Keywords

1 Introduction

Hyperspectral imaging acquires an almost continuous sampling of the spectral data in each pixel of a scene. The large number of narrow and contiguous bands allows us to detect even minor variations in a spectrum and provides a significant advantage for the distinction of different materials (natural or artificial). Hyperspectral imaging popularity has thus increased during the last decade, due both to the increase in computing power (that allows us to process these voluminous data) and to the need of separation of increasingly specific classes, e.g. different kinds of polymers for industrial application or different mineralogical compositions of surfaces for remote sensing applications.
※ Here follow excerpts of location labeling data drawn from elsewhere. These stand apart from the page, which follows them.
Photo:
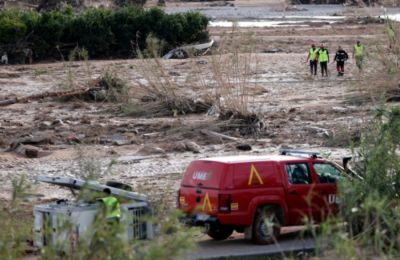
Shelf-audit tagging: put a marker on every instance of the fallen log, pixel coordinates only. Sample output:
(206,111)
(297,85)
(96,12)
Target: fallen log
(59,94)
(219,135)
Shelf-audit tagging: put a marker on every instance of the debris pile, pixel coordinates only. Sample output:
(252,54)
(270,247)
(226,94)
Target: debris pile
(248,125)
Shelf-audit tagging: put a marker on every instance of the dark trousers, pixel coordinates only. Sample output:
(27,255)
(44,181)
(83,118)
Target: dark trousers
(340,67)
(324,68)
(313,67)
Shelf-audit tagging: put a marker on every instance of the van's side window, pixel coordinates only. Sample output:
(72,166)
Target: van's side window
(326,172)
(298,173)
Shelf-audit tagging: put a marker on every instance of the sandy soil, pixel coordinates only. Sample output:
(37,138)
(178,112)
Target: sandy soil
(299,111)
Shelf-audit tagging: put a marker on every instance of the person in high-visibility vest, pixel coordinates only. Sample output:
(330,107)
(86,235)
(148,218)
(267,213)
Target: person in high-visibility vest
(312,56)
(323,58)
(358,54)
(111,207)
(340,57)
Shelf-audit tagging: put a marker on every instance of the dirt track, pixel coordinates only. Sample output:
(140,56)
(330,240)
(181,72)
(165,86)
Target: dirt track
(299,111)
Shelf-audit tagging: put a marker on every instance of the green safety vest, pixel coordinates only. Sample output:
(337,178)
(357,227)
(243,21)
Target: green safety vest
(358,50)
(112,208)
(313,53)
(323,55)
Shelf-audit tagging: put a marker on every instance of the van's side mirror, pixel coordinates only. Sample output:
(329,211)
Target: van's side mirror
(346,162)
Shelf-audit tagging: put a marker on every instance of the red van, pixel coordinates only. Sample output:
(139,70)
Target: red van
(258,194)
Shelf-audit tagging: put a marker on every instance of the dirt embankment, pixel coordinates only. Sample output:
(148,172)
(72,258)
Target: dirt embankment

The acquisition of numerous wavebands enables the identification of fine classes belonging to various fields: atmosphere analysis, ecosystems monitoring, military applications and industrial applications (e.g. [5]).

Recently, hyperspectral imaging industrial applications appeared in waste sorting field. This latter needs new automated processes to improve the working conditions and decrease the cost of recycled materials. This requires sensors able to discriminate among waste materials as close (in terms of spectral response) as different kinds of plastics or different fibrous materials. Then, some efficient classification methods should be defined to use the full potential of hyperspectral data in this industrial context: methods adapted to waste material classes, robust to significant object occlusion (objects stacked on one another), and fast enough to match the waste flow.
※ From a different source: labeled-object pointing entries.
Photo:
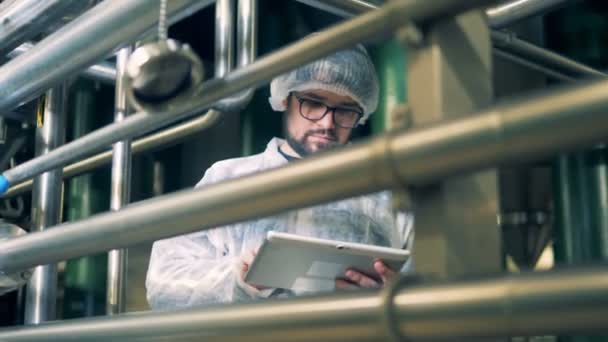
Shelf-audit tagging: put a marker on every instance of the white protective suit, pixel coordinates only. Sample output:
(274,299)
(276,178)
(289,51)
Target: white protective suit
(204,267)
Hyperspectral imagery provides detailed spectral information for each pixel of the picture. This information richness comes with an obvious drawback: the huge amount of data to process. Indeed, it involves significant computing resources (time, memory...) that may be an issue in an industrial context. In addition to spectral information, several works also propose to include spatial information in their classification process, e.g. [13]. However, in this study, we focus on blind classification, i.e. classification of each pixel independently (not taking into account the neighbouring pixels that provide the spatial information). For our industrial application, it is a first step towards a classification process at object level which couples blind classification and spatial segmentation using others sensors.

Support vector machines (SVMs) are classically used to meet the challenge of hyperspectral classification, see [7, 8, 10] for instance. Basically, they project data into a higher dimensional space in which classes can be separated using (optimal) hyperplanes. SVMs are widely used in a probabilistic framework (e.g. through logistic regression). However, probabilities are not able to distinguish between uncertainty (in decision process) due to ambiguity, e.g. because of overlapping between classes, and uncertainty due to imprecision, e.g. because of low number of samples for some score values during the SVM training and calibration processes. Thus, [12] has extended several classical regressions used for SVM binary classifiers to the Belief Function Theory framework.

As SVMs are well suited for 2-class problems, several strategies have been proposed to address the multiclass case. Classical approaches are: (i) the one-versus-one strategy, where a classifier is trained on each class pair and (ii) the one-versus-all strategy, where a classifier is trained to distinguish one class against all the others. For each strategy, the merging of these 2-class classifiers is an important issue. In this study, we propose and evaluate three strategies to combine binary SVM outputs in the BFT framework. We also show that the use of belief functions allows us to combine the information contained into different input data derived from the whole spectrum data, and that it is an efficient way to deal with the complexity involved by the high dimensionality of the hyperspectral data.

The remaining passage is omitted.